Creating Functional Areas


No matter how stunning your garden, it will be a constant source of frustration to you if your steps are too steep, your patio too small or your paths are too narrow. Planning your garden and working accurately to scale means you can work out how big all your features can eventually be, and amend them as necessary.

However, working ergonomically - that is, making sure that each space performs the function it is designed for - relates to more than just the size of the spaces. Thinking about how the garden will be enjoyed and used is all part of garden design. If you intend to build a pond, is there somewhere to sit, relax and watch the fish? If you have planned your compost heap in a particular place, can you access it easily, without, for instance, wearing bare patches in a lawn?

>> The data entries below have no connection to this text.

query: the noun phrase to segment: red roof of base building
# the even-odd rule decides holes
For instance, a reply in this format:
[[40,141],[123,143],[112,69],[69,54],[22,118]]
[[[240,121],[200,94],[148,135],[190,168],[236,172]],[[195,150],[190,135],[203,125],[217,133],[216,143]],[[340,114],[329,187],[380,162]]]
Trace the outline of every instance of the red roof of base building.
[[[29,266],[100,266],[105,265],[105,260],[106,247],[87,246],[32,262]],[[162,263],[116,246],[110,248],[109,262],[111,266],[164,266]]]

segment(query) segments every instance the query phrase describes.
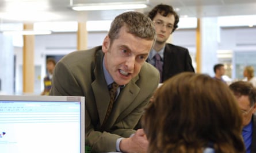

We've put together some size guidelines to help plan all your garden features. However, you'll need to remember that planting will form a part of your final garden design, and may affect access around the garden. For example, a path edged with plants spilling over on to it must be at least 25 cm (10 in) wider than a simple path edging a boundary or lawn. Planting areas also need to be planned for easy maintenance. Narrow borders will force you to plant in a single straight line, which is undesirable if you want to create appealing planting schemes. They will tend to dry out quickly too. On the other hand, you may need to put a path through very wide borders to enable you to maintain and prune the plants at the back.

You will also need to consider your boundaries as an important part of the overall design. Make sure that any walls are thick enough for their height, and allow extra space in front of any hedges to enable you to maintain and clip them.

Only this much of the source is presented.